There's nothing left for me to figure out,
I've paid a price, and I'll keep paying
I'm not ready to make nice,
I'm not ready to back down,
I'm still mad as hell
And I don't have time
To go round and round and round
It's too late to make it right
I probably wouldn't if I could
Cause I'm mad as hell
Can't bring myself to do what it is
You think I should
I started having nightmares again. I went a whole week without one. But last night... was a bad one. I woke up crying. Never pleasant.
Church was hard today.
Too much emotion makes me want to throw myself in front of a van.
They need to stop forcing me to try and love God.
I'm not sure I'm ready for that, yet.
I'm not sure I still even believe in that.
All I know is that I'm not ready to let go of Todd. He hurt me, and I want him hurt.
And if that makes me and God not like each other, fine.
I completely broke down at church today. I honestly was sobbing so hard that my whole body was shaking and I thought I was going to pass out. I couldn't stop- I wanted to stop, but I couldn't make the tears stop flowing, and I couldn't get myself back into my content little bubble.
I fucking hate reality. It always ruins my life.
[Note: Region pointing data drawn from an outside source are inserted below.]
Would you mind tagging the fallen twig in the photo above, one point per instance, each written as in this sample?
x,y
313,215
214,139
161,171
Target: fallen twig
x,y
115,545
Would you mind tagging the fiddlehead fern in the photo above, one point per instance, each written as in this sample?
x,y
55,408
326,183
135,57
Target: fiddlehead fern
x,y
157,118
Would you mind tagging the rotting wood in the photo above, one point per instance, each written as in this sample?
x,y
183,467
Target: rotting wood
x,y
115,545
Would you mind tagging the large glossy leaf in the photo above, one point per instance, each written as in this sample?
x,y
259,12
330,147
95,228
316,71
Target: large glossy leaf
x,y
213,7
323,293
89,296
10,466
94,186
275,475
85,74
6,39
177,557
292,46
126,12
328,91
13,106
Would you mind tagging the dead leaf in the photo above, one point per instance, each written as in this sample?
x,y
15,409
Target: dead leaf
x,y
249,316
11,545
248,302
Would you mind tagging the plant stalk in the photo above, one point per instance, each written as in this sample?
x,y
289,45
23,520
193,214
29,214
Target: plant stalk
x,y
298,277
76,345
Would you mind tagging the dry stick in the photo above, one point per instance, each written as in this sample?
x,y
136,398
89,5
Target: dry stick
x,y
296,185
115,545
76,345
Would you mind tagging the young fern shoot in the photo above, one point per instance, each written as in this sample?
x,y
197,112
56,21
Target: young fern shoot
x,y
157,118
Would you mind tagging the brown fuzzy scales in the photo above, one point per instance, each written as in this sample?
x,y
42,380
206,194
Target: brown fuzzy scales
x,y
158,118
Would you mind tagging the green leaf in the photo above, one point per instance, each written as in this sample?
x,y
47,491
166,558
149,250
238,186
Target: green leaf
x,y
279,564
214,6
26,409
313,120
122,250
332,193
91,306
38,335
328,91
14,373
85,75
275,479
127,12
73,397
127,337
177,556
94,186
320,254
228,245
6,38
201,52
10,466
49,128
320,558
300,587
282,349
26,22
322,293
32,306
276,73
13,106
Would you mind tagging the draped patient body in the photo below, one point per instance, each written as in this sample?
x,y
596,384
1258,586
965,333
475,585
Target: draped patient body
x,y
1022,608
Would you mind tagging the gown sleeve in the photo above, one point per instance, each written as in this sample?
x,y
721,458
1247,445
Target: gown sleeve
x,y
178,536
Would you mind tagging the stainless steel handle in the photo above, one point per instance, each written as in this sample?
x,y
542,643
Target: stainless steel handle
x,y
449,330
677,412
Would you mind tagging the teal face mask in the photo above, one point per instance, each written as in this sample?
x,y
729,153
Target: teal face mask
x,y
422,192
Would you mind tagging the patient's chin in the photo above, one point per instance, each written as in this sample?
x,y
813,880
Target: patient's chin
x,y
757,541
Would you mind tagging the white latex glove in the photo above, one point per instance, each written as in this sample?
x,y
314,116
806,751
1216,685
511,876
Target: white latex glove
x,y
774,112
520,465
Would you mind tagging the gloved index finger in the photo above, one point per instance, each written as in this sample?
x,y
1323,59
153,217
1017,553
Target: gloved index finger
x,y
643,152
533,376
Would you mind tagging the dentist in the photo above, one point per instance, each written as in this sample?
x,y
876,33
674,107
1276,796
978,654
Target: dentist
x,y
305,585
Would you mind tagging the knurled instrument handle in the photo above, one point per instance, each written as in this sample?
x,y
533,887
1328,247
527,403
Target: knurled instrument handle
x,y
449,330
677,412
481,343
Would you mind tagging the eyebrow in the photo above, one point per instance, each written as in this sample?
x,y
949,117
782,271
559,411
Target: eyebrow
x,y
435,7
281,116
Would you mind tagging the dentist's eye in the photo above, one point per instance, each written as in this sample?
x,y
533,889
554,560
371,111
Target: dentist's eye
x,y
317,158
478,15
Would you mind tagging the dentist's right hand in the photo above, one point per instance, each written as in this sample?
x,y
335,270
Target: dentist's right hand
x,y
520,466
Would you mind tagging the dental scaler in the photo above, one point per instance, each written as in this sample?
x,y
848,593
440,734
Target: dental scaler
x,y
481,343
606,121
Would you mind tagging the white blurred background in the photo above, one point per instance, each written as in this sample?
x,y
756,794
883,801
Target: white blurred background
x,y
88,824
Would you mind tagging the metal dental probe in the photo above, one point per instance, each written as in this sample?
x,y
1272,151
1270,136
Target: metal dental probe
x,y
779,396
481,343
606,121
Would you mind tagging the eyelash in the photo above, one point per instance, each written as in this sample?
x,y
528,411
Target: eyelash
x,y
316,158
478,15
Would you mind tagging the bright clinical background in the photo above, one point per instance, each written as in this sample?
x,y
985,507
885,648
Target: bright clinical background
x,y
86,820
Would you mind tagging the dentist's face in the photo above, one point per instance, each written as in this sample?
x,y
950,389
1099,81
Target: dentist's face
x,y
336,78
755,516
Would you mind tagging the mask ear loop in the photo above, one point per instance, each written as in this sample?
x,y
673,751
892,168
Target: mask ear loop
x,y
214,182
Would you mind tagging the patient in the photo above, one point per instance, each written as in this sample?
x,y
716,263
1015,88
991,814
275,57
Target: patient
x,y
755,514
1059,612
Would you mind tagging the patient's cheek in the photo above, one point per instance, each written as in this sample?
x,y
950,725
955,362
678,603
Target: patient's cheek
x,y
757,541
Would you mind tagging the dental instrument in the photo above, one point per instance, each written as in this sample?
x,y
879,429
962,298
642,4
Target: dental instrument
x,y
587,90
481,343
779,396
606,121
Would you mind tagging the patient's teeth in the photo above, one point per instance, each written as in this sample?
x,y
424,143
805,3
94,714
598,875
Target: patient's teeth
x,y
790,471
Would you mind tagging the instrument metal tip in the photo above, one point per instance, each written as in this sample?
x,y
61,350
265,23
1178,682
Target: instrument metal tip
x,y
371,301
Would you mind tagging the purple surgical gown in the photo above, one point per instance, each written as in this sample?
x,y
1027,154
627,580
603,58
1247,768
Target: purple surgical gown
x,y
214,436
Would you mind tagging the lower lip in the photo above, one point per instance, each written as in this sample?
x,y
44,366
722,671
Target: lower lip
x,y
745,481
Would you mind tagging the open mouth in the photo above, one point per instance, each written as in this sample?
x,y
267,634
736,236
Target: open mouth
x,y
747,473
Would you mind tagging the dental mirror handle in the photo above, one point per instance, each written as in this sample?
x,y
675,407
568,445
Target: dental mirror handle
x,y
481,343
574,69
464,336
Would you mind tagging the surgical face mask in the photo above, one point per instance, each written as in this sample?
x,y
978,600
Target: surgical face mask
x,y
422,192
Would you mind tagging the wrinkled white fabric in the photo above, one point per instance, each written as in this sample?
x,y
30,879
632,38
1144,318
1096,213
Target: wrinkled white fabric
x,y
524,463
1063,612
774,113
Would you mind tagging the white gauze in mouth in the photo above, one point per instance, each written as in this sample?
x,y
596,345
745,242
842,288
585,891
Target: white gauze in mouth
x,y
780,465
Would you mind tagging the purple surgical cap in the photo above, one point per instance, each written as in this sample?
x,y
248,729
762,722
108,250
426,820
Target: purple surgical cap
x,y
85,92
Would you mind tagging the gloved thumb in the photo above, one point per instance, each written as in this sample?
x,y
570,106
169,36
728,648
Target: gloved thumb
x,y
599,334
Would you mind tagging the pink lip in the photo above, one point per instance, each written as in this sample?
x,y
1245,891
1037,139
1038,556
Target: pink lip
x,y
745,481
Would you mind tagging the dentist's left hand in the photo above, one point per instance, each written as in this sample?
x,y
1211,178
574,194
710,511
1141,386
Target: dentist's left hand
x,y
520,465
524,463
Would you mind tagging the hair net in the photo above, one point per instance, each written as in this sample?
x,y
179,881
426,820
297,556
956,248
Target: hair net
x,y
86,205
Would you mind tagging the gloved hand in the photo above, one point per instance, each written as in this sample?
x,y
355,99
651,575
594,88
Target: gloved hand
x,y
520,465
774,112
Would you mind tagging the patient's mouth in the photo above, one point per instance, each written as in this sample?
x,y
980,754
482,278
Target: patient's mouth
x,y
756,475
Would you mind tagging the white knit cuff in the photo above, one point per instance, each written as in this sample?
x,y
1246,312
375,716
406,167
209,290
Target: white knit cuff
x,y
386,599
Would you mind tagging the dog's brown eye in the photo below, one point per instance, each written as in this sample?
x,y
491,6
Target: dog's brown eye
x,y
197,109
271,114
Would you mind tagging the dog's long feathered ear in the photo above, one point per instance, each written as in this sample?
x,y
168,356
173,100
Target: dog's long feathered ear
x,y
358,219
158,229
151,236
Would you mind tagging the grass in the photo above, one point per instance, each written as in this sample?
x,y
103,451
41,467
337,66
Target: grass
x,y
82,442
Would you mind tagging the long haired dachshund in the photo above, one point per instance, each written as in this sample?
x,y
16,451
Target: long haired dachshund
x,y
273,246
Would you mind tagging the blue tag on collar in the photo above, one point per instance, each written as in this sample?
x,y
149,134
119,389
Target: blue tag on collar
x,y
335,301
I'm not ready to let go of Todd. I'm not ready to let go of the problems my mother and I have. I'm not ready to forgive my dad for the things he's said. I'm not ready to forgive Sam to breaking what was left of my miserable little heart.
I'm just not ready.
So stop trying to force me to give up the only things I have that are keeping me from being depressed. Angry I can deal with. I can't do depressed. I WON'T. I am not going to go back to being that girl just to get through it. I can't get through it. I'm not willing to sacrifice my sanity just for the possibility that I might be normal- and it's a slight possibility at that.
I'm scared all of the time, though. Always. I barely trust anyone... and if I do, I always tell them only certain things. I really don't think I can trust. I should probably tell Kelsey that. It makes me feel bad, but I just can't. Not after Todd, and Mom, and Dad, and Sam, and my Grandparent's... no.
I'm not letting myself get hurt again.